Eine Tasche für jede Lebenslage

Sie ist eine Institution, nicht weg zu denken aus den weiblichen Attributen. Selbst Männer beginnen sie wieder zu tragen: die Handtasche. Sie zu definieren, ein Model zu finden, scheint ein Ding der Unmöglichkeit, da sie in so vielen Varianten, Formen, Farben und Materialien vorkommt. Doch eines ist unbestreitbar: ihre Rolle als Tresor der weiblichen Seele.

Die richtige Handtasche

Die richtige Handtasche

Unabhängig von ihrer Grösse, beinhaltet die Handtasche der Frau neben überlebenswichtigen Utensilien oft die privatesten Gegenstände, Einblicke in das Verständnis ihrer Persönlichkeit. Oft scheinen es nur wahllose Dinge wie Handy, Brieftasche oder Lippenstift zu sein. Doch ist die Kombination der Dinge wie ein Gemälde, ein Gesamtwerk des Charakters, eine Reflexion der Person, die sie zusammengestellt hat. Darum ist es so wichtig, immer die passende Handtasche dabei zu haben. Eine Handtasche, die jeder Lebenslage entspricht.

Wo findet man jedoch die eine Handtasche für den einen Moment? Wie mit Kleidung auch, möchte man schliesslich etwas mit ihr ausdrücken in dem Moment, in dem man sie trägt. Nun wer beim Handtaschenkauf ein bestimmtes Gefühl in sich trägt, schafft es, oft dieses Gefühl mit ihr zu assoziieren und es so festzuhalten. Wer an den goldenen Lettern der grossen Designer auf den prunkvollen, weissen Fassaden der Champs-Élysées entlang flaniert und dies an einem sonnigen Sommertag tut, der findet sicher das Prunkstück für ganz grosse Auftritte. Wer sich im nächtlichen Treiben zwischen Marble Arch und Tottenham Court Road an aufleuchtenden, grauen Fassaden des Empires einreiht, findet mit grosser Wahrscheinlichkeit den Diamanten für die nächste Party. In Berlins alternativen Ruinen, die nun Atelier für Jungdesigner sind, ist die loyale Begleiterin für den Alltag nicht weit entfernt. Die Handtaschen, die einem am meisten bedeuten, liegen immer öfter auf dem Weg der Reise. Sie sind nicht für einen bestimmten Zweck, sondern aus einem bestimmten Gefühl ins Leben und somit in den Kleiderschrank gekommen.

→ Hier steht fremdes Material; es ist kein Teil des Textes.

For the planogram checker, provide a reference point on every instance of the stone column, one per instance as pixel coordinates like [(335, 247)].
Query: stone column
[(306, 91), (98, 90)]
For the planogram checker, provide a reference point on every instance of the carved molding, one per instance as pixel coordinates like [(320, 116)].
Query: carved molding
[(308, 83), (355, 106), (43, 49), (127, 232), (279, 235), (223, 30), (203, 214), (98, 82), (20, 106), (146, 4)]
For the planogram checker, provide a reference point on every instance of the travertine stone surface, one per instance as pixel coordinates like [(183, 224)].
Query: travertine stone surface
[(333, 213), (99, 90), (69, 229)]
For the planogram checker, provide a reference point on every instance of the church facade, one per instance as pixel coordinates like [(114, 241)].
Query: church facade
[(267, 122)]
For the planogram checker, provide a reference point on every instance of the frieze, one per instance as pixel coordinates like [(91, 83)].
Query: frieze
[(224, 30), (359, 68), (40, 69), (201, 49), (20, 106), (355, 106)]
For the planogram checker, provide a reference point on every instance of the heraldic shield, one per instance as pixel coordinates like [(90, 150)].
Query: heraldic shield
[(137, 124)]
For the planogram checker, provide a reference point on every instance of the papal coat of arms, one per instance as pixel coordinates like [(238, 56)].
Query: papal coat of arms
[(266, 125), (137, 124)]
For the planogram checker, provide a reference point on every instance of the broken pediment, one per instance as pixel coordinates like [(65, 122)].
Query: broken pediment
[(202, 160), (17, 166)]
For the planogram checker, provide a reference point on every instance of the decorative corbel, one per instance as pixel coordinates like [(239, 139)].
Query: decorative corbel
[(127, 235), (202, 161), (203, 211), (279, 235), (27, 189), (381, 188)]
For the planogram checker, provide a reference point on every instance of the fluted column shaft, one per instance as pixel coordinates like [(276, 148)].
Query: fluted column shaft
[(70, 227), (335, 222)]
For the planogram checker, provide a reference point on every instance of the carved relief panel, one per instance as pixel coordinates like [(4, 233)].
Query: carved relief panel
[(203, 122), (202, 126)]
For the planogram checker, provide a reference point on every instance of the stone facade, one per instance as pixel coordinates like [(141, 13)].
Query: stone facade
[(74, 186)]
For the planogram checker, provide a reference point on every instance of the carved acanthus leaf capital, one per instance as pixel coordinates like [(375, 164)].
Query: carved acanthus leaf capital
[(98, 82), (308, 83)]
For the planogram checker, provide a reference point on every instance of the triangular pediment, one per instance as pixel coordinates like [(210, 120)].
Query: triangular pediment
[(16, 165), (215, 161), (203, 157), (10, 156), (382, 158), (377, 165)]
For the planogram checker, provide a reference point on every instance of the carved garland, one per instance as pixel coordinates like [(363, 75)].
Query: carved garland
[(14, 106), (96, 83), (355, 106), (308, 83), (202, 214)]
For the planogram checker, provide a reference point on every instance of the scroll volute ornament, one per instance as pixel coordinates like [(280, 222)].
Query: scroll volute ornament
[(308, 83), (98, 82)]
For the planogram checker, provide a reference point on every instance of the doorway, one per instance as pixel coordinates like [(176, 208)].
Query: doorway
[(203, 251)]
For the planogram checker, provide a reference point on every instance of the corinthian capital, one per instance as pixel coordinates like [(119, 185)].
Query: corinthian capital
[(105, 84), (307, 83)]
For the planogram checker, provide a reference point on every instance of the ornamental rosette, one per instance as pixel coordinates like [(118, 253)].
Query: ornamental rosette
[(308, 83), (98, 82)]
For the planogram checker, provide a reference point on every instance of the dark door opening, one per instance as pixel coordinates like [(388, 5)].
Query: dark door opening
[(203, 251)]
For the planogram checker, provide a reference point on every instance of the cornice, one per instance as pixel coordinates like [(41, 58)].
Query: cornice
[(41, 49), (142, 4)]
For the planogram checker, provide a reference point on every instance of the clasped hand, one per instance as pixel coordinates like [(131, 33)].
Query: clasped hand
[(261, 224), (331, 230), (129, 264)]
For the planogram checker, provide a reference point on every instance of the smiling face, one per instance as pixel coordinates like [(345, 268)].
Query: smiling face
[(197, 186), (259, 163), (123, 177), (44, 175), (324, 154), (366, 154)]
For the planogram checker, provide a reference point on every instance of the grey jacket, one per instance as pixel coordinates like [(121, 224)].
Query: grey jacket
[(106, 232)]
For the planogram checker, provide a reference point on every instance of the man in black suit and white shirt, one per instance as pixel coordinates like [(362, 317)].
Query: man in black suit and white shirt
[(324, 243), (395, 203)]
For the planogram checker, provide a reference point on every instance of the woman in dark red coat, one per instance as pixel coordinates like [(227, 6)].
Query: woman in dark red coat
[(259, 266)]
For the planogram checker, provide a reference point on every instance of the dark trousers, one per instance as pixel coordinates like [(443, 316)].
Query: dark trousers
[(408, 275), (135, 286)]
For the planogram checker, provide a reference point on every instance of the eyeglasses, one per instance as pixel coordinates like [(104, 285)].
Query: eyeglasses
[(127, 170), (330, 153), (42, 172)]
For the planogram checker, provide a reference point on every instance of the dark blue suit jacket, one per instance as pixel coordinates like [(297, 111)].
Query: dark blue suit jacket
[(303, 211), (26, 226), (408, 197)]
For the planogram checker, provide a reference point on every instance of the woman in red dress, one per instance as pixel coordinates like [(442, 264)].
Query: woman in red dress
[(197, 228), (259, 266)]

Selbstverständlich kommt man ohne Vorstellung nicht weit, selbst wenn man inmitten Manhattans ausgesetzt wird. Jede Frau weiss, in welchen Farben, Materialien und Formen sie sich wann und wo wohlfühlt. Dieses Wissen kann oft als erster Anhaltspunkt auf dem Weg zur neuen Tasche dienen. Doch in einer globalisierten Welt, in der eine Jungdesignerin aus Shanghai den neusten Trend in Los Angeles setzten kann, gibt es keine bessere Quelle als die unerschöpflichen Quellen der Medien. Dabei muss man oft nicht viel weiter als auf twitter, facebook oder ähnliches gehen. Die Stars und Designer sind auf sozialen Plattformen mittlerweile so vertreten, dass es nur weniger Klicks beansprucht, um die neusten Trends und Kreationen zu betrachten. Selbst die grossen Institutionen wie Vogue, Cosmopolitan oder Elle verzaubern und inspirieren längst nicht mehr aus kalten Glastürmen, sondern direkt aus dem Schaffen des Menschen heraus. Neben starker Internetpräsenz finden sie den Weg zu ihren Lesern mittlerweile mobil und persönlich. Doch wer sich nicht mit Internetrecherche abquälen, sondern lieber direkt am Trend dran seien möchte, sollte je nach Saison die Laufstege und Events im Auge behalten. Auch die sind nämlich längst nicht mehr verschlossen hinter bewachten Türen, sondern heissen jeden willkommen, der in der Modewelt seinen Beitrag leisten kann.